Post
Topic
Board Trading Discussion
Re: "The rule of 90." Have you heard of it in trading?
by
shield132
on 15/02/2025, 08:48:24 UTC
The rule of 90 or 90% rule is a gloomy statistics that was suppose to serve as a reminder or caution newbies traders. The rule states that "90% of traders lose 90% of their funds in their first 90 days of trading."

Do you believe that? I hope this caution new traders that are opportune to read it.

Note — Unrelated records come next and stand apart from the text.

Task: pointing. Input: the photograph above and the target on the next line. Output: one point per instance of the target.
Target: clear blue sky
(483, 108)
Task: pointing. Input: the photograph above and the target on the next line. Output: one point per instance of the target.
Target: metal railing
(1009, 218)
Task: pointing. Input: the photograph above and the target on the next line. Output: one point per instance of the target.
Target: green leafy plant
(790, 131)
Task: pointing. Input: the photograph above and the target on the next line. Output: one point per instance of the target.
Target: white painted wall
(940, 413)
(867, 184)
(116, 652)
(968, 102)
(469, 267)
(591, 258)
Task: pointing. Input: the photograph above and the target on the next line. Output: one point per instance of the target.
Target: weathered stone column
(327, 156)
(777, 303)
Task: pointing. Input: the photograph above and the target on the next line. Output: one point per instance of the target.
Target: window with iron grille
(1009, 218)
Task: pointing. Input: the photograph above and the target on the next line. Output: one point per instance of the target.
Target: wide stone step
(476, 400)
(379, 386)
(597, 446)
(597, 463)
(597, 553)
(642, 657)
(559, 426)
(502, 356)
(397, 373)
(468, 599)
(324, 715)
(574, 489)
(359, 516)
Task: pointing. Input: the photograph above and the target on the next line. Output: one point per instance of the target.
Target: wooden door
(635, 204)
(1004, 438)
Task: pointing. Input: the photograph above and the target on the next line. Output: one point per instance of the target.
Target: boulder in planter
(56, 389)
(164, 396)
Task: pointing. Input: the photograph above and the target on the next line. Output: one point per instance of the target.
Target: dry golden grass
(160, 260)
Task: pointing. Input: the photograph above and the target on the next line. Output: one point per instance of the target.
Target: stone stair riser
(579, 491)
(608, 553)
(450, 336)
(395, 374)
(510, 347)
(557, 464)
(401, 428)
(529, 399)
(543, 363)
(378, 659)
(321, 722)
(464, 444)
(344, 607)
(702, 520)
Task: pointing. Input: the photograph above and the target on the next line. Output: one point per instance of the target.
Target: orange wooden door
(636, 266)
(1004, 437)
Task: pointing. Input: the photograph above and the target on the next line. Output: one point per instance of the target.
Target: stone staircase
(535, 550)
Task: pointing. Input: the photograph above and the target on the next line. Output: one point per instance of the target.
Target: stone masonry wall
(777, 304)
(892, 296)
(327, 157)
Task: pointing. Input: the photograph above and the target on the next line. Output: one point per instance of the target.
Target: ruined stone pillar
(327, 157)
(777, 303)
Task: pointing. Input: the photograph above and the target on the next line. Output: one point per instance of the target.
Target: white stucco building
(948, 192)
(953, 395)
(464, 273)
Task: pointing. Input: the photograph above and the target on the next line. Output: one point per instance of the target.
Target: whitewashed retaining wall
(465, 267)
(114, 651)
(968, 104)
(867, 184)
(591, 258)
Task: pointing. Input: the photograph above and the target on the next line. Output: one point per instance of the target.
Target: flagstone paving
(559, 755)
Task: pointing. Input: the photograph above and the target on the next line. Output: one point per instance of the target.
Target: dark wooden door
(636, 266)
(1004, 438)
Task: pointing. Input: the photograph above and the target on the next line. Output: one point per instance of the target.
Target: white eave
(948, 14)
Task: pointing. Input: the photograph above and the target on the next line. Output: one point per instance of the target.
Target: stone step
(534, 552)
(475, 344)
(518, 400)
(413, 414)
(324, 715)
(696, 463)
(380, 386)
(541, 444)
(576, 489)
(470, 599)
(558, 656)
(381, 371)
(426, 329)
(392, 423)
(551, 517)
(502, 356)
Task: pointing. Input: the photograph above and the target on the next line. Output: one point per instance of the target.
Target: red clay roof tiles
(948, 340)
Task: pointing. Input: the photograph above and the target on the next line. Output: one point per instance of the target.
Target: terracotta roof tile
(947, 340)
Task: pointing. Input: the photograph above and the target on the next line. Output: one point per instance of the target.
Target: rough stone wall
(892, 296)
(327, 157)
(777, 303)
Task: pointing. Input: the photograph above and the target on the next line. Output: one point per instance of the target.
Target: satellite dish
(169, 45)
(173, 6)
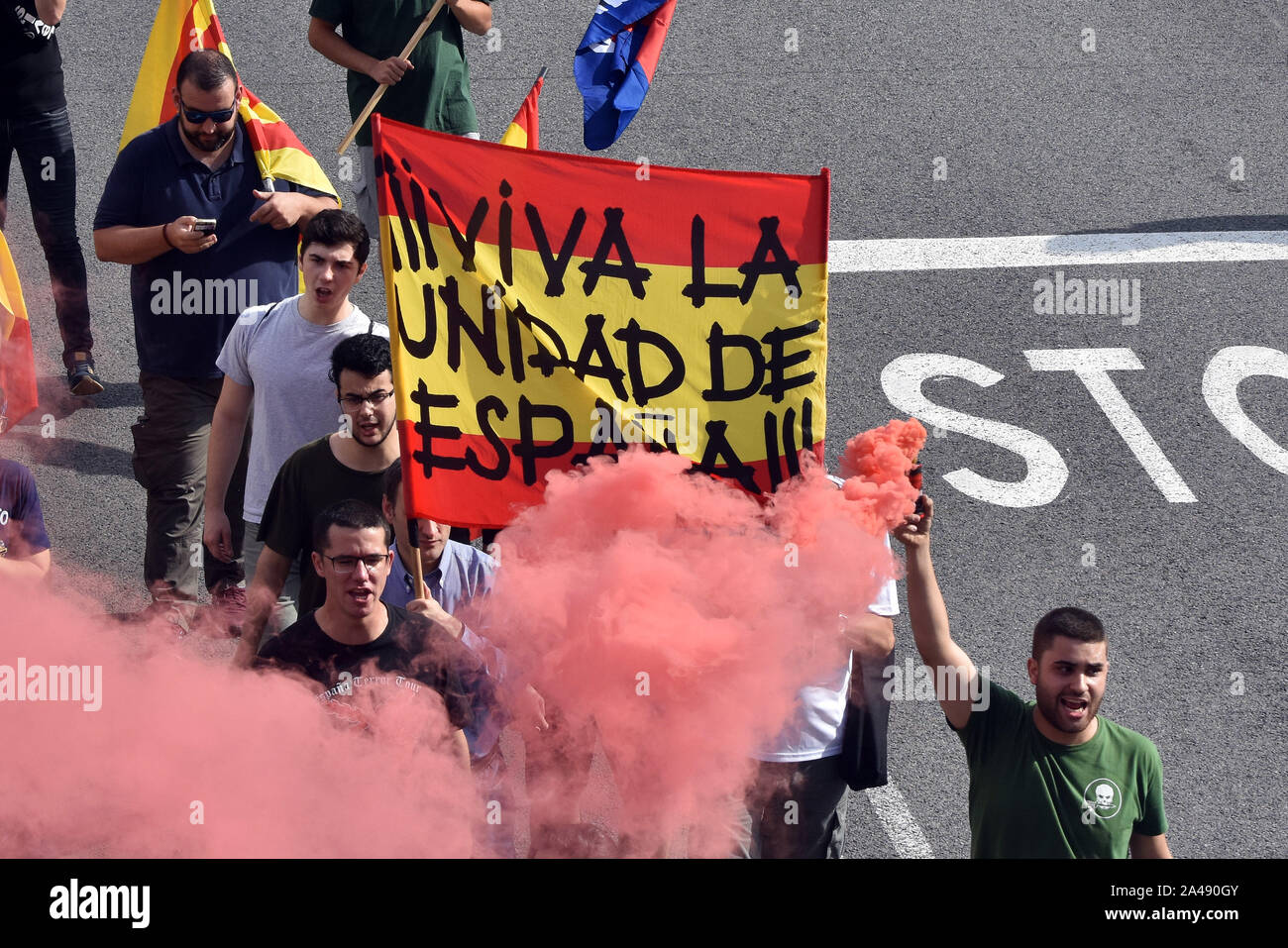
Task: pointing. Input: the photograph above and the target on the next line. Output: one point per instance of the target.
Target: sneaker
(178, 614)
(81, 376)
(228, 603)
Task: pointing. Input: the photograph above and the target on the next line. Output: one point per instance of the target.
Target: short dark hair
(335, 227)
(349, 514)
(1070, 622)
(206, 68)
(366, 353)
(393, 481)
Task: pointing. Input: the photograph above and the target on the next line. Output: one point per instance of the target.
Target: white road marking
(1056, 250)
(892, 809)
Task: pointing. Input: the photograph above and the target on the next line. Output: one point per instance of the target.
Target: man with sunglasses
(188, 285)
(274, 363)
(364, 652)
(348, 464)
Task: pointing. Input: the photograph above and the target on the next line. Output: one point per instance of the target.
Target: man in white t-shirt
(797, 806)
(274, 363)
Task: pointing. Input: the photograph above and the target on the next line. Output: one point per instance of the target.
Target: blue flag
(614, 63)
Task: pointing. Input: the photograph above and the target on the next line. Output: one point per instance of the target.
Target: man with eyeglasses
(364, 652)
(189, 282)
(274, 366)
(348, 464)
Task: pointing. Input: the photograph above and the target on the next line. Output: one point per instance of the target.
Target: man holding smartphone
(187, 288)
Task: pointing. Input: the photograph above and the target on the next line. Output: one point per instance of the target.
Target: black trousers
(44, 146)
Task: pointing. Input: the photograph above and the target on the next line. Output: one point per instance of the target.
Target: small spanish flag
(523, 132)
(17, 360)
(180, 27)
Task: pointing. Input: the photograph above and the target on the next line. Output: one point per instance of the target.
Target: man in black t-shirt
(34, 123)
(365, 653)
(347, 466)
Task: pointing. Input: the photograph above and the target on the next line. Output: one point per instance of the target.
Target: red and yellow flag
(181, 27)
(17, 359)
(524, 130)
(548, 308)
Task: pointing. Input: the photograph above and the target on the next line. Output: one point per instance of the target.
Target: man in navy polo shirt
(187, 288)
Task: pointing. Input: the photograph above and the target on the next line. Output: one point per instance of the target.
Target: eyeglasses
(376, 399)
(200, 117)
(374, 563)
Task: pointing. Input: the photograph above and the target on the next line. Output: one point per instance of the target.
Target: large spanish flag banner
(549, 308)
(185, 26)
(17, 359)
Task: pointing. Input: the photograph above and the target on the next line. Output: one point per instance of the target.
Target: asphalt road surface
(936, 121)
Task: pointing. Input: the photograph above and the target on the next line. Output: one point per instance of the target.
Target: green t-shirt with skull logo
(1031, 797)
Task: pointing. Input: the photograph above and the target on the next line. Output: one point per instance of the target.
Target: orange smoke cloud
(683, 617)
(671, 609)
(189, 759)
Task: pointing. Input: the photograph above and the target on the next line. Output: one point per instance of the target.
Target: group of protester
(269, 432)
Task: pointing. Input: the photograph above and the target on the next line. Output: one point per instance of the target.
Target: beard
(1051, 708)
(207, 143)
(380, 440)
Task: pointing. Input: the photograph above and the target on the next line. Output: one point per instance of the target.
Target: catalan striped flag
(523, 132)
(184, 26)
(614, 63)
(17, 359)
(548, 308)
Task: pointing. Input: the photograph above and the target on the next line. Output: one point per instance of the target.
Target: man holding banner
(430, 88)
(183, 206)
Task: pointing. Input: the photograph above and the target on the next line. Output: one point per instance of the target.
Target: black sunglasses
(200, 117)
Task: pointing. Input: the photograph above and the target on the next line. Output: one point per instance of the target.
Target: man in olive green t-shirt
(1047, 779)
(430, 88)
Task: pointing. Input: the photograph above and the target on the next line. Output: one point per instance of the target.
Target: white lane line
(1056, 250)
(892, 809)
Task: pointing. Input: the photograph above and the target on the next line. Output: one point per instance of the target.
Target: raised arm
(472, 14)
(325, 39)
(928, 618)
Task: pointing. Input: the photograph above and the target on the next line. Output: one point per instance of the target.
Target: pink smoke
(632, 567)
(683, 617)
(274, 776)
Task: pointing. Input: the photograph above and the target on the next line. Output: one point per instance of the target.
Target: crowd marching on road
(268, 440)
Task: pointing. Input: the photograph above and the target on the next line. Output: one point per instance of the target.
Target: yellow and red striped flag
(17, 359)
(523, 132)
(181, 27)
(546, 308)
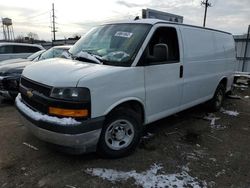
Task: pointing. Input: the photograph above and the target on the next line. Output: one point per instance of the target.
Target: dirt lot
(198, 151)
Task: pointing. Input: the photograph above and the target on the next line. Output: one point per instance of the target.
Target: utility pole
(245, 52)
(207, 4)
(53, 23)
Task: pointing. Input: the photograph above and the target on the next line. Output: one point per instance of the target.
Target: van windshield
(114, 44)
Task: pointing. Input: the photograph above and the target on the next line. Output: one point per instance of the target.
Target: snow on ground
(212, 118)
(148, 136)
(149, 178)
(228, 112)
(38, 116)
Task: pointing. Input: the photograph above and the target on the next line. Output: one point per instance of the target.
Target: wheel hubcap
(119, 134)
(219, 99)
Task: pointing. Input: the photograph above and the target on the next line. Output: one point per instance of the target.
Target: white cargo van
(122, 76)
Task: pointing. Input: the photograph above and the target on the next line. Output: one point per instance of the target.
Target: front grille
(40, 88)
(35, 105)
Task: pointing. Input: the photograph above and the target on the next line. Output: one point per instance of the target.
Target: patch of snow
(212, 159)
(186, 168)
(148, 136)
(43, 117)
(228, 112)
(240, 86)
(149, 178)
(220, 173)
(30, 146)
(234, 96)
(70, 186)
(212, 118)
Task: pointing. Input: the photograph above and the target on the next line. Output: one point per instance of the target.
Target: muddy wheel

Useful piece: https://trendspider.com/learning-center/the-rule-of-90/
I've never seen or read about this rule before but I'm sure that this rule is wrong. More than 90% of traders lose more than 90% of their funds in less than 90 days. Jokes aside, this is a very interesting rule that's based on real-life statistics. That rule is true and I can confirm that from my experience. I've gained lots of money by holding coins. Once I started trading, I gained huge profits but it was mostly because the market was in the bull run but soon a bad accident happened and I lost up to 50% of my money in a few months. It didn't happen in 90 days in my case but it happened in the 6 months time and I learnt a lot from my mistakes. Since then, I decided to focus on holding instead of trading every day. Now I trade once a year or two years and I feel more peaceful and I'm more profitable.